The Port For Beijing

Tianjin (Tientsin) is one of the three great cities of China, the others being Beijing, eighty five miles west of Tianjin, and Shanghai. All three cities have administrations that report directly to the Central Chinese Government, whereas the 23 provinces and 5 autonomous regions of China do not report directly to the Government. The Tianjin to Beijing region is heavily populated with a density in excess of two hundred persons per square kilometre, and Tianjin having a population of around 15.5 million. Tianjin is in North Eastern China, and borders Hebei province and the Beijing municipality, and is bounded to the east by the Bohai Gulf of the Yellow Sea. The main industries are the manufacture of seamless steel pipes, oil refining, textiles, electrical products, steel rolling mills, copper refining, salt production, machine tools, chemicals, tobacco, food processing, shipbuilding and ship repair, and the handling of over 20 million containers and over 600 million tonnes of cargo per annum in the busy Port of Tianjin.
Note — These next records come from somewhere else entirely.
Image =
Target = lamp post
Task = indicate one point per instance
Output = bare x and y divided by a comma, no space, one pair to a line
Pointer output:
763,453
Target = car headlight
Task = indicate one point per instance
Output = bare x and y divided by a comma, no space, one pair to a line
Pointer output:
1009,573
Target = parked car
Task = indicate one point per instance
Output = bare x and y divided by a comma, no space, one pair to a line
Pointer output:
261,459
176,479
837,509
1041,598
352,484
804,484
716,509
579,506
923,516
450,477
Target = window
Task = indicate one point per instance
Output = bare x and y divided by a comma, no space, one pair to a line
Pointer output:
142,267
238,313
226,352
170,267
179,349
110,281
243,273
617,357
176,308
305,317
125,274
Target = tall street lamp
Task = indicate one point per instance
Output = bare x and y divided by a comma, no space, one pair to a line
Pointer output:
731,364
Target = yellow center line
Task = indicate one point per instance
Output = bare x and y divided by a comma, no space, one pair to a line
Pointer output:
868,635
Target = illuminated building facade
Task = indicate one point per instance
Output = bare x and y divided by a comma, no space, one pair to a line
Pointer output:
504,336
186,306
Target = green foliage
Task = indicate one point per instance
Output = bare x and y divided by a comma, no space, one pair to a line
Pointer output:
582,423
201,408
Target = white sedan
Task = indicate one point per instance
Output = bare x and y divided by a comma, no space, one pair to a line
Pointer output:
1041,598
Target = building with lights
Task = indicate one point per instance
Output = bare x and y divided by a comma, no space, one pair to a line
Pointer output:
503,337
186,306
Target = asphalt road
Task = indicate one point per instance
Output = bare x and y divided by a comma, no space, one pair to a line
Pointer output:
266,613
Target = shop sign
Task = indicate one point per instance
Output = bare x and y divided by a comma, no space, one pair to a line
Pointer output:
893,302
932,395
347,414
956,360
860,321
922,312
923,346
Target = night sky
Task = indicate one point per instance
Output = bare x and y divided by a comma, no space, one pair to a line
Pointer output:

The top 20 container lines in the world call at Tianjin, with 115 regular container services operated by 60 liner companies.

History Of The Port Of Tianjin

The Tianjin area where the Hai river empties in Bohai Bay was marshy and poorly drained for many centuries until a customs post was set up in mediaeval times. The port was formally established during the early era of the Tang Dynasty (618 AD to 907 AD), and increased in scope during the Ming Dynasty (1368 to 1644) and the Qing Dynasty (1644 to 1912). The first ever British mission to the Chinese emperor was in September 1793 when Viscount George Macartney arrived in Tianjin with two ships. The first was a 64 gun warship and the other was the largest and fastest ship in the fleet of the East India Company. They had taken a year to reach this port in North Eastern China, from where the goods of the mission were unloaded into 85 wagons and 39 handcarts and taken to the capital of Beijing. This was one of the greatest missions ever despatched by Britain to China. Britain then fought the First Opium War of 1839/42 to preserve its sale of opium to the Chinese in return for silver, after Chinese attempts to supress the trade had led to their loss of Hong Kong to Britain.


During the Second Opium War from 1856 to 1860, Western nations, and particularly Britain and France, demanded access to China. An Anglo-French force stormed Tianjin in 1856 and captured and deported its Governor after the city had quickly fallen. In April and May of 1858, the same force took the Dagu forts at the mouth of the river, and Beijing was again at the mercy of the foreigners, and the Qing Emperor capitulated. The result was the Treaty of Tianjin, which imposed heavy terms on the Chinese. Six Treaty ports were to be opened by the Chinese to Western powers, four of them in the heavily guarded areas of Tianjin and Shandong, with four more on the Yangtze river in the Nanjing and Hankou areas.

Travel in the Treaty ports was to be unrestricted and passports issued to enable travel across the whole of China. The British Ambassador was to be accompanied by his family and retainers, and the import of opium from India was legalised. However, the Chinese did not honour the Treaty of Tianjin with an Anglo-French force repulsed in 1859 at the Dagu forts. A year later, 20,000 British and French troops took Tianjin again after some of their captured colleagues had been executed by the Chinese. The summer palace of the Qing emperor was looted and burned to the ground, with great loss of face to the Qing dynasty and its emperor fled in hiding to the mountains. China was a very poor nation at this point of time and its entire military forces numbered no more than two thousand troops.